Rethinking the overreliance on BMI is long overdue, not least because of how it has been misused to reduce conversations about health to mere numbers on a scale. (File Photo)
Jan 15, 2025 19:21 IST First published on: Jan 15, 2025 at 19:15 IST
Ease is the name of the game. Just as one can easily shed kilos now, thanks to “miracle” drugs like Ozempic, Zepbound and Saxenda, one can determine whether said kilos need shedding at all, thanks to the easy-peasy method of calculating Body Mass Index (BMI). From .gov websites to neighbourhood gyms, calculating one’s BMI is presented as the first step towards better health. The higher the BMI, the greater the obesity and the more the need for interventions like exercise and diet control — maybe even drugs and surgery. Simple. But also, as it turns out, not so simple.
A report published in the Lancet Diabetes and Endocrinology journal has called for an overhaul of our understanding of obesity, citing an over-reliance on BMI, which has had the peculiar effect of leading to both underdiagnosis and overdiagnosis of the condition. This is because BMI does not provide a reliable picture of health: Neither is it a direct measure of fat, nor does it give accurate information about how fat is distributed in an individual’s body. It frequently fails to capture the true state of health of a person who may have excess body fat, while having “healthy” BMI. And just as frequently, it overlooks the fact that while a person’s BMI may indicate they’re “obese”, their organs and bodily function may be normal, with no signs or symptoms of an illness.
Rethinking the overreliance on BMI is long overdue, not least because of how it has been misused to reduce conversations about health to mere numbers on a scale.
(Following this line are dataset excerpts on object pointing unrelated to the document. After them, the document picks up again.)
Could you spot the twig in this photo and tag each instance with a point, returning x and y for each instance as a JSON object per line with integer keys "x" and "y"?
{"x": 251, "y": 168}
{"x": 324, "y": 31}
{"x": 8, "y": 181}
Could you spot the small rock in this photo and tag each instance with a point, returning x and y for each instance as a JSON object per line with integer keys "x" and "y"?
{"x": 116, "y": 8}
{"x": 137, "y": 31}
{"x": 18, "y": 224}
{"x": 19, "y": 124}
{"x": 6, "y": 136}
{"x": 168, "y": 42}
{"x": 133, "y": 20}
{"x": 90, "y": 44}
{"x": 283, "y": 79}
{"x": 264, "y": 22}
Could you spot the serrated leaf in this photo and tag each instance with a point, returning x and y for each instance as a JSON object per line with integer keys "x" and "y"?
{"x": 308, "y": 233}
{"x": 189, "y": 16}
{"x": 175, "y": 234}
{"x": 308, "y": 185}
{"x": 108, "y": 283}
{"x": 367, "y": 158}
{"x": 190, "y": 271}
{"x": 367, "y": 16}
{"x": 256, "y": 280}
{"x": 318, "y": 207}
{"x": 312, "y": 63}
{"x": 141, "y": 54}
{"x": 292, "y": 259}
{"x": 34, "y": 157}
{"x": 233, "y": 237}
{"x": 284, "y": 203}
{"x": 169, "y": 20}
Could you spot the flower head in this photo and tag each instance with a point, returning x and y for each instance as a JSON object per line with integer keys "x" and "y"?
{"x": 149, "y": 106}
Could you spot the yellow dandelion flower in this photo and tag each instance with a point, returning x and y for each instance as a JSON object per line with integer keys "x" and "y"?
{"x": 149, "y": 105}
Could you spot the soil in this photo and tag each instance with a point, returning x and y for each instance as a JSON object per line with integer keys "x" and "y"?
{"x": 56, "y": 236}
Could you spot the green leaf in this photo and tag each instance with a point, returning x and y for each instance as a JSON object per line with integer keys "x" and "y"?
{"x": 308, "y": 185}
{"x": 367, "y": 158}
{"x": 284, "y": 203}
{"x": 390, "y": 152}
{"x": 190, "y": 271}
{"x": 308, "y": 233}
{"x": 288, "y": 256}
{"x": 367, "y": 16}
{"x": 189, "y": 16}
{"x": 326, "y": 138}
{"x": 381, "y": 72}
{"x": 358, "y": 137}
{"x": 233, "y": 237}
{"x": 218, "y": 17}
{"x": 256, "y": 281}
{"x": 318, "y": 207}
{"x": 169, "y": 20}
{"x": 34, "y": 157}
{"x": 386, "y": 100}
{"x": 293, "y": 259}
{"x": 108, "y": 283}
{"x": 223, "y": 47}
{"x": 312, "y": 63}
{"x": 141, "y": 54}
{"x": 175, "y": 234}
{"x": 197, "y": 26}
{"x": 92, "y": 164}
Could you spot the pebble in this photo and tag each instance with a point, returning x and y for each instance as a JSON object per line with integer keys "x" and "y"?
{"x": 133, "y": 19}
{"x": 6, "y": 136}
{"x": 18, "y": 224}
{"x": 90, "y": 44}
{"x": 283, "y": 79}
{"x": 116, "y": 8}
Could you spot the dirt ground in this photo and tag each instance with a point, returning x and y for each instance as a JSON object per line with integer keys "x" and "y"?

It has played a role in perpetuating myths about what a healthy or fit person looks like (thin) as against one who is not (overweight), with associated sub-myths that attach subjective values like beauty, worth and efficiency to an individual’s appearance.
What the Lancet report underlines, in fact, is how little we understand about the combination of bones, flesh and blood that is the mortal coil — and by extension, how limited our understanding is about the actual state of our bodies. Space may be the final frontier, but the original, unconquered frontier remains the human body. It is a fact that medical practitioners, the ones who rely on a combination of scientific evidence, experience, patient history and gut feeling — their clinical judgement, in other words — understand and acknowledge.
The problem is that this acknowledgement of the gaps in medicine — that the right diagnosis, the best cure, the fullest understanding is still in the future — fails to trickle down into the wider culture, even as medical jargon/tools become more and more widely-used by laypersons to self-(mis)diagnose. This is not something that began during the Covid-19 pandemic, but it was certainly not impeded by it. Our larger anxieties about our bodies — are we getting enough sleep/water/protein? Is it gas/ IBS/ lymphosarcoma of the intestine?— have always existed. After all, the great joke that kicked off Jerome K Jerome’s Three Men in a Boat is not that the narrator used a medical book to conclude that he suffered from “every malady but housemaid’s knee”, but that every one of us has, at some point, arrived at exactly that conclusion. In the digital age, these anxieties seem to have entered some sort of hyper-speed mode thanks to the vast amounts of information that the right (wrong?) device and an internet connection can pull up. BMI is but one of the many widely-misunderstood and abused tools that, in medically uneducated hands, can trigger panic and overreaction: Over the past decade, obsessive tracking of indicators like sleep quality, calories, macronutrients, heart rate and fertility has been linked to conditions like clinical anxiety and eating disorders.
Every individual is a unique constellation — not only of genes and other biological variables, but also socio-economic conditions, habits and that most unreliable factor known as luck. One diagnosis does not fit all, a fact that must be underlined, especially at a time when “miracle” drugs used to treat conditions like diabetes are being widely used/abused as a weight-loss measure. Can the Lancet report’s call for a nuanced approach to identifying obesity — endorsed by over 75 medical organisations from around the globe — help dispel some of the myths we cling to, including the reliability of mere numbers?